Glenquin Castle is a tower house and National Monument located in County Limerick, Ireland.

==Location==

Glenquin Castle is located 2.4 km west of Killeedy, on the north side of the R515 road.

==History==

The tower house was built in 1462 by the Ó hAilgheanáin (O'Hallinans), on the site of an older building dating back to AD 983. It was taken by the Uí Briain (O'Briens), and during the Desmond Rebellions (1569) it fell to the Geraldines until the Crown confiscated their lands in 1571. The castle was partly demolished by Walter Raleigh.
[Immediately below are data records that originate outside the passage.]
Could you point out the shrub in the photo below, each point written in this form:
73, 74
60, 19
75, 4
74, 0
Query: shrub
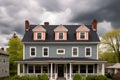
95, 77
25, 78
116, 76
101, 77
90, 77
109, 75
43, 77
33, 78
77, 77
16, 77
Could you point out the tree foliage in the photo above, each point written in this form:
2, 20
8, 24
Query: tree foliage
110, 57
15, 51
112, 40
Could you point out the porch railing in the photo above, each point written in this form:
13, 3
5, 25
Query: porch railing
54, 75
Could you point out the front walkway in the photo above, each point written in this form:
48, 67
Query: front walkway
55, 70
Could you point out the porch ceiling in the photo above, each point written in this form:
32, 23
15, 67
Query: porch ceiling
60, 60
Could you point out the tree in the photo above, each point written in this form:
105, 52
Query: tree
112, 40
110, 57
15, 51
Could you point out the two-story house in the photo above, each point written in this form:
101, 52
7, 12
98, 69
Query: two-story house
60, 50
4, 63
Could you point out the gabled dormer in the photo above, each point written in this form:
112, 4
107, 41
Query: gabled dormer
82, 33
61, 32
39, 33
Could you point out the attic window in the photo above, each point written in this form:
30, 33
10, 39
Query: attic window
39, 35
60, 35
82, 35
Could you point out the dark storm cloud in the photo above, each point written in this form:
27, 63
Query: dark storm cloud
13, 13
50, 5
109, 12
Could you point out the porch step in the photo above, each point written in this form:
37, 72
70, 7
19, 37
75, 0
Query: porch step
61, 78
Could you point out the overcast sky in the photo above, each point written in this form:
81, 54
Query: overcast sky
13, 14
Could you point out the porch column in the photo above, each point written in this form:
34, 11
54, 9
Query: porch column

By 1587 it was in the hands of the Hungerford; in 1591 it went to Sir William Courtenay, and in 1595 to a Captain Collum.

It was restored by William Courtenay, 10th Earl of Devon in 1840.

At the 1916 Easter Rising, 300 Irish Volunteers assembled at Glenquin Castle, but they did not take any military action.

It was restored again in the 1980s and is under the care of the Office of Public Works.

==Castle==
The castle is a square, crenellated, six storey limestone tower house. On the top floor of there are the remains of stilts used by archers. There are also two barrel vaulted rooms.

==In song==
A song "O Castle of Glenquin" praises the castle and its history.